Being unemployed or even underemployed is no fun. Generally speaking people want to work and have an income, because not having one makes life difficult. Using the logic that all immigrants without a job are not willing to work – and this is very popular unquestioned generalisation – is like assuming the same of all unemployed locals. Except the people from outside generally have their qualifications nullified one way or another and a foreign doctor may not be able to get even a cleaner’s job because of not speaking the local language. Yet.

It’s in the best interest for a person to speak the local language, because life can be frustratingly difficult to the ones who don’t. Only, learning a language doesn’t happen overnight.

People, especially with time are very likely to adapt the ways of their new habitat. There won’t be much of a threat that the new Europeans will force us all to adapt their cultural ways. No one is going to force you. I guess we Europeans are so scared because we have a history of changing the societies completely especially in North America and Australia, but also in parts of Africa and South America. Well, the immigrants are not coming here to do the same. They are not coming with their armies and flags.

Islam is not really a threat in Europe. Many disagree with this and manifest it with exaggerated if only verbal hostility. And then there are few who need fists and knives to express their emotions. Then others rather patronisingly feel that in the name of tolerance – what a terrible term – they must automatically approve everything anyone may want to do. That causes a problem with the formerly mentioned group and this conflict, together with years of negative PR by media contributes to the problem which for the most part is a problem because it has been so completely blown out of proportion.

Well, of course there are some problems. To be honest, there have been incidents of violence by Moslems, but there have also been incidents by people of other faiths. As someone who doesn’t subscribe to any of the religions, I am feeling less threatened I guess, but let’s just say that the North American immigration debate has found many equally threatening things about Mexicans who aren’t Moslems so this really seems like a case of ‘there’s always something to worry about.’ Perhaps it just reminds the Europeans on their largely lost faith; something that not all have yet made peace with. The new European Christians are often also immigrants and they are not all that much more welcome either.

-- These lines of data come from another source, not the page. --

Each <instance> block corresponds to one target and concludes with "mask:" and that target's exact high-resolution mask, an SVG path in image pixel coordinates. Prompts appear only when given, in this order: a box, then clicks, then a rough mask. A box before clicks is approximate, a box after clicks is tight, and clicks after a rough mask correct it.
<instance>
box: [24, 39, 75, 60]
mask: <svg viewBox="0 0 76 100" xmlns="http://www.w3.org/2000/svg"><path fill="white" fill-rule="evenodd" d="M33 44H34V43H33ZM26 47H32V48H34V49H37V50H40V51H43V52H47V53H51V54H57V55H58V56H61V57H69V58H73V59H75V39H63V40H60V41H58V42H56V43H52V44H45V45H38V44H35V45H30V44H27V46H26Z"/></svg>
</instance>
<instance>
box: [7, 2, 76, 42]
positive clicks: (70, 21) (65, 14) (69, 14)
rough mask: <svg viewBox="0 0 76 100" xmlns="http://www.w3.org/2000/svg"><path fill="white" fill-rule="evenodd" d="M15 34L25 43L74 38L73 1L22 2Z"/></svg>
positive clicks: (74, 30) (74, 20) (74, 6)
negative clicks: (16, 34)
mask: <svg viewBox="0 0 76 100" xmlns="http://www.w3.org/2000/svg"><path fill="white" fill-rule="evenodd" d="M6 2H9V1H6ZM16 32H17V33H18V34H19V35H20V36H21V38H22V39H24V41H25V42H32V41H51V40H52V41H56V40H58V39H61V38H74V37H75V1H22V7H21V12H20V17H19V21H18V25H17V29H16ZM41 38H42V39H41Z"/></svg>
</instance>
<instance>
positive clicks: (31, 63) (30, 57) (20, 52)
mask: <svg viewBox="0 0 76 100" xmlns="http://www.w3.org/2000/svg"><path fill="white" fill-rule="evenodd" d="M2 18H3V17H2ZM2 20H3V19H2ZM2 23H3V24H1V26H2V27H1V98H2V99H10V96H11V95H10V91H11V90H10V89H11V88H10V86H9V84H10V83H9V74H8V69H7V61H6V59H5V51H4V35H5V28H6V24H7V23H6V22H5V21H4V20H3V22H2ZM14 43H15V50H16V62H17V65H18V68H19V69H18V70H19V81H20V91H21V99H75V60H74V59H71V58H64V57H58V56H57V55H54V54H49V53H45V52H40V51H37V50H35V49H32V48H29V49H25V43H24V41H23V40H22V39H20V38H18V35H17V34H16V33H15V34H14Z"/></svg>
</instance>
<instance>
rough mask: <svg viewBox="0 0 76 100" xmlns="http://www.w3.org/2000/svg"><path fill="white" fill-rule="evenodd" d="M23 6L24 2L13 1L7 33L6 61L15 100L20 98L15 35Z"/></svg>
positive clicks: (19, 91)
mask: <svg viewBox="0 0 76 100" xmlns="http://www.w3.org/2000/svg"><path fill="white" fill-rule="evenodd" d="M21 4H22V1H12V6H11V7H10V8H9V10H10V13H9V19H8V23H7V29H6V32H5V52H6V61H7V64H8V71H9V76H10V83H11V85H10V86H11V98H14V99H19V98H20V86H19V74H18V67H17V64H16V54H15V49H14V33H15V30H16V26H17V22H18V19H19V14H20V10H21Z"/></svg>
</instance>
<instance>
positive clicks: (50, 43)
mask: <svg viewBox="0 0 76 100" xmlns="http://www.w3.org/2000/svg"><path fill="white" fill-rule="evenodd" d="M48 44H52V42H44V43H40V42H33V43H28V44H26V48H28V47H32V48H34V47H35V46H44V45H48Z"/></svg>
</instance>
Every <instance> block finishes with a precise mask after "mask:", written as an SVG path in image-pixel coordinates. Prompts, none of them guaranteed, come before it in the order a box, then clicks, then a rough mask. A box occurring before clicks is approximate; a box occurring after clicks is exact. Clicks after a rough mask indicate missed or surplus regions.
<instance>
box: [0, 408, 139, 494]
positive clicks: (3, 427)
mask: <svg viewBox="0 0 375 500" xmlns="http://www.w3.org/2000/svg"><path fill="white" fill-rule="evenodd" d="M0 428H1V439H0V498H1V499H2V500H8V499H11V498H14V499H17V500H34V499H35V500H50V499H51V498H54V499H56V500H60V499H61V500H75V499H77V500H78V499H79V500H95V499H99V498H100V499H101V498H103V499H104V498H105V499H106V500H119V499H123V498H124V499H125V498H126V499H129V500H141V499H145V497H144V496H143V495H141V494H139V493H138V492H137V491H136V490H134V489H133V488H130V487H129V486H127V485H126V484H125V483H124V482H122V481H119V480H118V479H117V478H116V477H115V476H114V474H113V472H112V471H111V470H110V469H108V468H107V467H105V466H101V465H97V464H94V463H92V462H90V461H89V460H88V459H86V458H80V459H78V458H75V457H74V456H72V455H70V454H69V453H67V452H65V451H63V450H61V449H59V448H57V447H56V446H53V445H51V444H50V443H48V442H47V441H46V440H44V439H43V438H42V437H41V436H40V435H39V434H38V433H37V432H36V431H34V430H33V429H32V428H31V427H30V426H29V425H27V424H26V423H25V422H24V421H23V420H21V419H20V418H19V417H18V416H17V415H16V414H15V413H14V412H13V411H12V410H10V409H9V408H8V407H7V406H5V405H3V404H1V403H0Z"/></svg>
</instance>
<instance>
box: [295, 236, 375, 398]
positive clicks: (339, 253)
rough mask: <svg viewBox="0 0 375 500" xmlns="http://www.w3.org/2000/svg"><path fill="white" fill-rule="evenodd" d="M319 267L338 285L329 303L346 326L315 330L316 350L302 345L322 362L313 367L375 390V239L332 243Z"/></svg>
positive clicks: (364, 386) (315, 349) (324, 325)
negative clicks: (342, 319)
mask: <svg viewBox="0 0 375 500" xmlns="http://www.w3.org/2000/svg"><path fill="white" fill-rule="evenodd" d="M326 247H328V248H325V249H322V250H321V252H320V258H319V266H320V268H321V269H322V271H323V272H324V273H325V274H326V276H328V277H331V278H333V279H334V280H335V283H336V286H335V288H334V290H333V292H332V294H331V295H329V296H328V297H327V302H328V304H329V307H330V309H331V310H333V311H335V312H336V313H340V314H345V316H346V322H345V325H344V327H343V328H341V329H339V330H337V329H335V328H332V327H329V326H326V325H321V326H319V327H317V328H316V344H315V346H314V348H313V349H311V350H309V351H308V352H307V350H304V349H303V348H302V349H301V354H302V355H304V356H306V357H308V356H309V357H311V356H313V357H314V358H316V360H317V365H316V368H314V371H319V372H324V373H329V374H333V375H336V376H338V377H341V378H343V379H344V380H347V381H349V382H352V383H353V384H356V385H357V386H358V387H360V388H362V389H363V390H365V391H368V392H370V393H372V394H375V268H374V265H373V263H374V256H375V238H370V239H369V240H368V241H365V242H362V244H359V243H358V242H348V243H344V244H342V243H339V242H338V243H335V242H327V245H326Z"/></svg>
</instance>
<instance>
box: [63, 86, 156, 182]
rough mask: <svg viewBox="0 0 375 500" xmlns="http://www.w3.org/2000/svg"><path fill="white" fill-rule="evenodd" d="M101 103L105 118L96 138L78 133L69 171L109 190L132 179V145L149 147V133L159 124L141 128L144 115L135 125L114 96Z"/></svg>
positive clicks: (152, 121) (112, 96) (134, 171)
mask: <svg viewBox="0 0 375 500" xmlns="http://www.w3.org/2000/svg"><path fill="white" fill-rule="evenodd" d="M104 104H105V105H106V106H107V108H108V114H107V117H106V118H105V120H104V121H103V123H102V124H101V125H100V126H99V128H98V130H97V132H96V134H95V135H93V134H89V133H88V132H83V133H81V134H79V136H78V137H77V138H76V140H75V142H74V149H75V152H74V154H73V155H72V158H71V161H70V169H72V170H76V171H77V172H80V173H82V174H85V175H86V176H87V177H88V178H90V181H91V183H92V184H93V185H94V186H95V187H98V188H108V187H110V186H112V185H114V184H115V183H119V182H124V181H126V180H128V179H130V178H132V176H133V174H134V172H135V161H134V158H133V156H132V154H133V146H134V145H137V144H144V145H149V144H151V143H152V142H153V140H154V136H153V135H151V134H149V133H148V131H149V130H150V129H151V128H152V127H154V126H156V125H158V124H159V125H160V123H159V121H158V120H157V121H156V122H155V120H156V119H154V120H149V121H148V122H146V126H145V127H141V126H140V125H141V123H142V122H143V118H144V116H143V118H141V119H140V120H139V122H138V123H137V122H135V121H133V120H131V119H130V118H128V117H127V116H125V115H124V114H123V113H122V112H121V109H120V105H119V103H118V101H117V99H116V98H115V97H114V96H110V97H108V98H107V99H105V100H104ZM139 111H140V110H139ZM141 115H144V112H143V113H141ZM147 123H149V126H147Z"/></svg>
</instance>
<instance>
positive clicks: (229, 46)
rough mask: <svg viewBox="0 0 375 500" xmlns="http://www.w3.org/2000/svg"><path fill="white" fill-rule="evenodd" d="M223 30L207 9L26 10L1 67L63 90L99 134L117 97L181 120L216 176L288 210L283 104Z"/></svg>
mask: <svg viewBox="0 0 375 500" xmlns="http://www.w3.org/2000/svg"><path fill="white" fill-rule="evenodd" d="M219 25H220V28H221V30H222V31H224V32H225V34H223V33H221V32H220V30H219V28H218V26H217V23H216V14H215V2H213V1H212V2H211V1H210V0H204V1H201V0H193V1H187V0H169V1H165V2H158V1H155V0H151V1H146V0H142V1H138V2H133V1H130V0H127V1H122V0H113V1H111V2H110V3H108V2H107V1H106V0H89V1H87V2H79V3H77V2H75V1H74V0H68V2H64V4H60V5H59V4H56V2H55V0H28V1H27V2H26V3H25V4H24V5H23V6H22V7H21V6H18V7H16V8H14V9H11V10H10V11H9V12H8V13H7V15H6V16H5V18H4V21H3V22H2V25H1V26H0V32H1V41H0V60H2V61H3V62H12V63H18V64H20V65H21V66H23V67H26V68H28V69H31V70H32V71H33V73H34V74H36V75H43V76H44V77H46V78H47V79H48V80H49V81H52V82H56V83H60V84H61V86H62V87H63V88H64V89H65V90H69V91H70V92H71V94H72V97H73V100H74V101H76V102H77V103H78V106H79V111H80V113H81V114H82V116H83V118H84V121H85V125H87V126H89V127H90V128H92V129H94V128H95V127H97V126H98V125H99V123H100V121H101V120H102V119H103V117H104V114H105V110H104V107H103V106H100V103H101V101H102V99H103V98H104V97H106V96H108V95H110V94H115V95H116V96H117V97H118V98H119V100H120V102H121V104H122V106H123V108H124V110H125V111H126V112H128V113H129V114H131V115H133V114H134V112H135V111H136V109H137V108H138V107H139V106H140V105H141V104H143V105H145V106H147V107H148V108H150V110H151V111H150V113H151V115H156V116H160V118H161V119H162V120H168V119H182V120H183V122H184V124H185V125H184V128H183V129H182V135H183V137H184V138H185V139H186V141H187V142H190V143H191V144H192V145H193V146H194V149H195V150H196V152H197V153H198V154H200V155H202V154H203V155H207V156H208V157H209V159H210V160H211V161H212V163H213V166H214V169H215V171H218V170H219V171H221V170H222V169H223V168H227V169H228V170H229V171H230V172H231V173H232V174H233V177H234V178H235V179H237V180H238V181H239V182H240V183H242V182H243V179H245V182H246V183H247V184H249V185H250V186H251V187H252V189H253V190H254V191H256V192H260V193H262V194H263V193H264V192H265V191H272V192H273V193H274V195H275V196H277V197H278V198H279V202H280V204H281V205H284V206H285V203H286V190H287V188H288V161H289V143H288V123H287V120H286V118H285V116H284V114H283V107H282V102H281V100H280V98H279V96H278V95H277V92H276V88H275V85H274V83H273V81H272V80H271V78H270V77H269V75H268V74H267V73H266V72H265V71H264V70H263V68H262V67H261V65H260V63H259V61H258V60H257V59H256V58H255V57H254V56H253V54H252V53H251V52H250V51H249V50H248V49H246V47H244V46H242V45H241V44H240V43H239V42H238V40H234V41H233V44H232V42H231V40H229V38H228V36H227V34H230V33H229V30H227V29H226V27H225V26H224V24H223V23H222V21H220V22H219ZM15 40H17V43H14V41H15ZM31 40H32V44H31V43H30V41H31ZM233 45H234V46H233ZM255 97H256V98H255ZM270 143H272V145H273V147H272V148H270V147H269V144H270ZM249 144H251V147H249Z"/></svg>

So let’s stop being so scared that it tempers with our critical faculty. Conversation is good, but from now on I have no time for the quasi-science and conveniently selective interpretation of studies by the people who feel threatened and take it out on the ‘other’. Because difference is different – not wrong. And that is alright. And immigration sceptics aren’t all uniform either. They are a diverse group I am sure. So are the ones opposing them just like the immigrants are. Generalisation works best in making flawed narrow misleading points and in setting up of apartheid-esque systems.

The criticism here is not on the debates about policies, but the bigots hiding behind them. Many societies have very dysfunctional immigration laws and integration systems (through the experiences of my wife I’ve witnessed one). My criticism is on fear-mongerers who debate on an arrogantly uninformed level of directly translating emotion into a supposedly rational argument. They plant the seed of doubt in the mind of the rest of us. What if? What if they are right? Perhaps I am still better off not taking a risk and hiring an immigrant. But if you want integration to happen you have to be part of it; not necessarily actively as long as you’re not actively sabotaging it either, and if you want it not to happen, and you want your country to opportunistically not participate in this segment of the globalisation then you must be realistic, say it and take the responsibility of it. Not just offer never ending problems and refusing the solutions.